Monday, May 3, 2010

Corn syrup and crack, and then there's panela

Here's an article from the New York Times about the backlash against high-fructose corn syrup. It states incorrectly that high-fructose corn syrup essentially has the same composition as table sugar. This is not quite true. Corn syrup is a mix of glucose and fructose, two monosaccharides, while table sugar is sucrose, a disaccharide composed of chemically-joined glucose and fructose. I imagine that much of the demonization, founded or not, of corn syrup is due to the fact that it is even more processed and refined than is table sugar.

In any case, I think that the article ends on the right note, pointing out that if you're eating horrid, highly-processed foods, it doesn't matter that much if you switch from one refined sugar to another. It's like making the change from crack to powder cocaine. Sure, there is probably some benefit, but you'd be better off avoiding the stuff in any form. Another article condemning the junk food industry in general appeared in Scientific American recently.

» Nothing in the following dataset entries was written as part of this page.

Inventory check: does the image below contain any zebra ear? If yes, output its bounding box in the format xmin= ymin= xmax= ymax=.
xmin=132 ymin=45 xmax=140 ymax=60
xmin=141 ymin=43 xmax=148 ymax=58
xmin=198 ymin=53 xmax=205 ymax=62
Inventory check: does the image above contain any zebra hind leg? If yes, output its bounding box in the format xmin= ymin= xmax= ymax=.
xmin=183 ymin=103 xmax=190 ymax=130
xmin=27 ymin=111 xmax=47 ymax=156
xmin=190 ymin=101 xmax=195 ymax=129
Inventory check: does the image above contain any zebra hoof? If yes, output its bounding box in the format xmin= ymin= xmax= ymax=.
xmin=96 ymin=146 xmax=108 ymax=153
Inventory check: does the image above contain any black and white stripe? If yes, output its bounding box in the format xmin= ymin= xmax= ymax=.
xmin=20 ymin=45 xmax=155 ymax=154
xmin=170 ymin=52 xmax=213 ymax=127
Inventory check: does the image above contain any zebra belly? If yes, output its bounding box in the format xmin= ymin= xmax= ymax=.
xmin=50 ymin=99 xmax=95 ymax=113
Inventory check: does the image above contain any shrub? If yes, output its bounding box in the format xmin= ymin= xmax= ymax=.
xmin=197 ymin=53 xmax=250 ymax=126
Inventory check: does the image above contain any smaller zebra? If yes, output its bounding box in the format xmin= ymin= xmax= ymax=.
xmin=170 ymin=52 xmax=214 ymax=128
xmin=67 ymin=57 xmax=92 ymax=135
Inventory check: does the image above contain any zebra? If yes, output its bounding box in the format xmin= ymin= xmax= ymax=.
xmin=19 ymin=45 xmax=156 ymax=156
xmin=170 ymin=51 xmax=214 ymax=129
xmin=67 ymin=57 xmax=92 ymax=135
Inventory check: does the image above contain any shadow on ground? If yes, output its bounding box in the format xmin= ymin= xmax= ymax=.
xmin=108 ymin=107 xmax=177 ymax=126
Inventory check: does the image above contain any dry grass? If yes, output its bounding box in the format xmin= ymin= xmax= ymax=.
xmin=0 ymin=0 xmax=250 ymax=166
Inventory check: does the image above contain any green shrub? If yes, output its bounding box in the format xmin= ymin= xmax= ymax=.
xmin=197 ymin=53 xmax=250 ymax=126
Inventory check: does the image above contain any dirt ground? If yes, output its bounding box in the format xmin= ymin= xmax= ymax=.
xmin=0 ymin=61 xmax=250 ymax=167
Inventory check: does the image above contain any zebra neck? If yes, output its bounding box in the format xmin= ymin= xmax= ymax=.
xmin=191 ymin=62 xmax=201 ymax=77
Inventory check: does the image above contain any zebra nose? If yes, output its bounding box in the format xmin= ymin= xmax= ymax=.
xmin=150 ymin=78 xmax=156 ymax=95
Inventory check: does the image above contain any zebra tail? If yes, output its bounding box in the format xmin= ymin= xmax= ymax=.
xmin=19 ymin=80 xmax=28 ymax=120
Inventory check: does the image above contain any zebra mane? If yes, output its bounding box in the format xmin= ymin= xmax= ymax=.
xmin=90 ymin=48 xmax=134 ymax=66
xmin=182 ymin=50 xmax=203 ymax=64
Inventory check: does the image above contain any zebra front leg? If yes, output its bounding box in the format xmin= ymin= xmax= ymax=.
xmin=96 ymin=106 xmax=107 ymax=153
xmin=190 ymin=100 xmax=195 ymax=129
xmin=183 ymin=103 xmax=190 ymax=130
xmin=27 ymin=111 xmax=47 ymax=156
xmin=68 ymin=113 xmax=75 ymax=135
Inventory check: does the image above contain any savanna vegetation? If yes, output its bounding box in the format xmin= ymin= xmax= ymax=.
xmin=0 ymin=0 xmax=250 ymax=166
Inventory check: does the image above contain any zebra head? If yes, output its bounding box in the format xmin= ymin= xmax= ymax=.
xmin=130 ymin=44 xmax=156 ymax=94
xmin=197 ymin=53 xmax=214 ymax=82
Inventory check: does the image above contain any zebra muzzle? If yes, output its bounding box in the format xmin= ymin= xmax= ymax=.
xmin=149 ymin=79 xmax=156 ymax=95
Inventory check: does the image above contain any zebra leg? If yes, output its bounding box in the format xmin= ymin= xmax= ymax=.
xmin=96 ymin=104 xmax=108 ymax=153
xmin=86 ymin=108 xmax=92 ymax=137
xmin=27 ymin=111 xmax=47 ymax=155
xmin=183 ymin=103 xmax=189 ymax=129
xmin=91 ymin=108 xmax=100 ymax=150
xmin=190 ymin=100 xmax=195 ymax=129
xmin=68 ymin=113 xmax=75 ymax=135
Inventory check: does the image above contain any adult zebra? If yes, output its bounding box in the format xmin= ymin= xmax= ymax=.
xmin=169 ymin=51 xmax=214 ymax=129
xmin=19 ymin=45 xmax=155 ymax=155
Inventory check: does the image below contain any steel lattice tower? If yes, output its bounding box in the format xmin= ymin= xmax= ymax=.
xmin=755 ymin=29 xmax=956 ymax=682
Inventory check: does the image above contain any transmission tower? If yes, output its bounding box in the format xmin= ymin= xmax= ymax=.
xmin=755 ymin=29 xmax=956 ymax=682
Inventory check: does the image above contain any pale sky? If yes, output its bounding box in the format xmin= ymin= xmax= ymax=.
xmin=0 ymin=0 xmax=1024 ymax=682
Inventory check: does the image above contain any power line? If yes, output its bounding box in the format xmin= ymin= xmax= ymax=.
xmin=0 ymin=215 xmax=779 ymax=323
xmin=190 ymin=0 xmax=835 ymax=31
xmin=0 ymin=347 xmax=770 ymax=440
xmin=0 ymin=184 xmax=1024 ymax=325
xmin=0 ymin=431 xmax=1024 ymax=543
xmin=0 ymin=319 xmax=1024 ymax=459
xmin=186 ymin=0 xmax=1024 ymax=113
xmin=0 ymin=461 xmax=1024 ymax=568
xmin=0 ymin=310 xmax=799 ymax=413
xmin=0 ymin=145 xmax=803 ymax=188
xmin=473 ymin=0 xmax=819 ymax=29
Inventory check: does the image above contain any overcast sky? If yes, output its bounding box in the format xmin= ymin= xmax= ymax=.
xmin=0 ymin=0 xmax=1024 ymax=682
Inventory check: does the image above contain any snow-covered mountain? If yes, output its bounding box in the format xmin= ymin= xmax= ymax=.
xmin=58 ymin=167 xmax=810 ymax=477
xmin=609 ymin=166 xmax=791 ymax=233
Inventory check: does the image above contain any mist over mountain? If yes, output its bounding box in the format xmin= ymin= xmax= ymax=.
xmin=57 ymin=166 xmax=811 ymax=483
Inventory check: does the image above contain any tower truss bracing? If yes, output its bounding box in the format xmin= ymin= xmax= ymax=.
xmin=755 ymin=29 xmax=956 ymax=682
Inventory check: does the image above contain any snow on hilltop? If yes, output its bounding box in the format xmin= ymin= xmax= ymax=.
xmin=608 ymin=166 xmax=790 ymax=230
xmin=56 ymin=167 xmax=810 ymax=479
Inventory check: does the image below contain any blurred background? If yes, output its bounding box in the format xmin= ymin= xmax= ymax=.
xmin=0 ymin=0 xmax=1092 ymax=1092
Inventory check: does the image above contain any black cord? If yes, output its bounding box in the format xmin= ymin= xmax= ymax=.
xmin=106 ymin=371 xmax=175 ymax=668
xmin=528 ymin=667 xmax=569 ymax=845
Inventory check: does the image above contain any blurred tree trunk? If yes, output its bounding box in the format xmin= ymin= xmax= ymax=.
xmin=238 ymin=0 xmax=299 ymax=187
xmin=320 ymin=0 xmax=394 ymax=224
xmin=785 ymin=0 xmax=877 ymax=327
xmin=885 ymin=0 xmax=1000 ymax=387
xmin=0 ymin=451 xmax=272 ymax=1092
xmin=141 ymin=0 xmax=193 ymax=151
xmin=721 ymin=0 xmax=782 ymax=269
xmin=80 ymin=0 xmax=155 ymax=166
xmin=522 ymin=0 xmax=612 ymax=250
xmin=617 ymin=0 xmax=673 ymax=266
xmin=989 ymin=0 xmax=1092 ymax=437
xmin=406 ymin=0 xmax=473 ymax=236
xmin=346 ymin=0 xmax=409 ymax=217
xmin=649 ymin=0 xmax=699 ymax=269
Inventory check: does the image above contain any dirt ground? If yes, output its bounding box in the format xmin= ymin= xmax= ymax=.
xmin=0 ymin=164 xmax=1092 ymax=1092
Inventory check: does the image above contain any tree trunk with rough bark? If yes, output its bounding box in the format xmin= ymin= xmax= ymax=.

For my part, I use panela. Panela is a unrefined evaporated sugar cane juice, and is a staple here in Colombia. Check out a wikipedia article on it here. Apart from sugar, panela contains vitamins, minerals, and even a touch of protein, which is why it's considered a food product (that is, something that nourishes) and not just a sweetener (something that gives you blubber and diabetes). Think the old pioneer days in the US when blackstrap molasses (unrefined evaporated sorghum or sugar cane juice) was used as a general health tonic and multivitamin. In Colombia panela is regulated such that it can only be made artisanally, by the thousands of small farmers that depend on the product for their livelihood. Producing panela industrially, or even worse, dying sugar brown and selling it as panela, are grave offenses in Colombia, because panela is an important source of energy, vitamins, and minerals for many people, especially the poorest people in the country. It's still not as healthy as eating fresh fruits and vegetables, but your body does have to work some to digest panela, and I assume the body absorbs it a bit more slowly than white sugar.

Continuing my prior analogy, if corn syrup and white sugar are like crack and cocaine, horrid vices with no positive side, panela is like chewing coca leaves. It gives your body something more nourishing than a quick high, is not that detrimental if consumed in moderation, and is a base of culture and tradition. My wife and I only use panela in the fair-trade jams we produce and sell here in Colombia.